— Нет, — сказал пришелец.
— Придется тебя под стражу взять… До выяснения личности. Понял?
— Понял, — кивнул человек в ермолке. — Но нет для меня оков и тюрьмы, из которой я бы не вышел.
— Поживем — увидим, — бросил Ардальон Игнатьич и приказал: — Иди!
— Отпустите его, — заступился за человека в ермолке Ицик. — Хватит с него и тех оков, которыми сковал его всевышний.
— Всевышний всевышним, а порядок должен быть, — отрезал Нестерович и подтолкнул пришельца в спину.

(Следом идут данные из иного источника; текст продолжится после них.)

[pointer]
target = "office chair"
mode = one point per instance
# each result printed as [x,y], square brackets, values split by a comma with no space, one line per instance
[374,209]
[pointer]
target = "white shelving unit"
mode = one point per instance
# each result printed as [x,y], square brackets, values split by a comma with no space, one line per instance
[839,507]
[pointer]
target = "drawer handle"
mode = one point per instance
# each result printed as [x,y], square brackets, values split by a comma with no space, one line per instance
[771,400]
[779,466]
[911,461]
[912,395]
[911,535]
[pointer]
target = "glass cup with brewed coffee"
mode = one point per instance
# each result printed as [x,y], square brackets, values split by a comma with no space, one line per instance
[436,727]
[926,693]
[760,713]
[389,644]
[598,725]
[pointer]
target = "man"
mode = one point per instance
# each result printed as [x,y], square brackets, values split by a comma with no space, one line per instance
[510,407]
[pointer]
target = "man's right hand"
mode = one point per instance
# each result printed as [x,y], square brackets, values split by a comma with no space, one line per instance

Пришелец лениво брел по лесу, то и дело наступал на развязавшиеся, волочившиеся по земле бечевки, спотыкался, поглядывал на синее, опрокинутое над ним небо и беззвучно шевелил губами, как выброшенная на берег рыба. Ардальон Нестерович семенил за ним, волочившиеся по земле бечевки раздражали его, змеились по мху, а из мха как назло, дразня и приковывая взгляд, торчали моховички и лисички, и даже боровик-полковник безнаказанно нежился под солнцем. Кузовок бы сейчас, мелькнуло у Нестеровича, сколько бы он по пути собрал! И вдруг Ардальона Игнатьича осенило: в балахон, в балахон! Завязать бечевками рукава и сыпь, сколько влезет.
— Стой, — прикрикнул он на пришельца. — Снимай свою хламиду!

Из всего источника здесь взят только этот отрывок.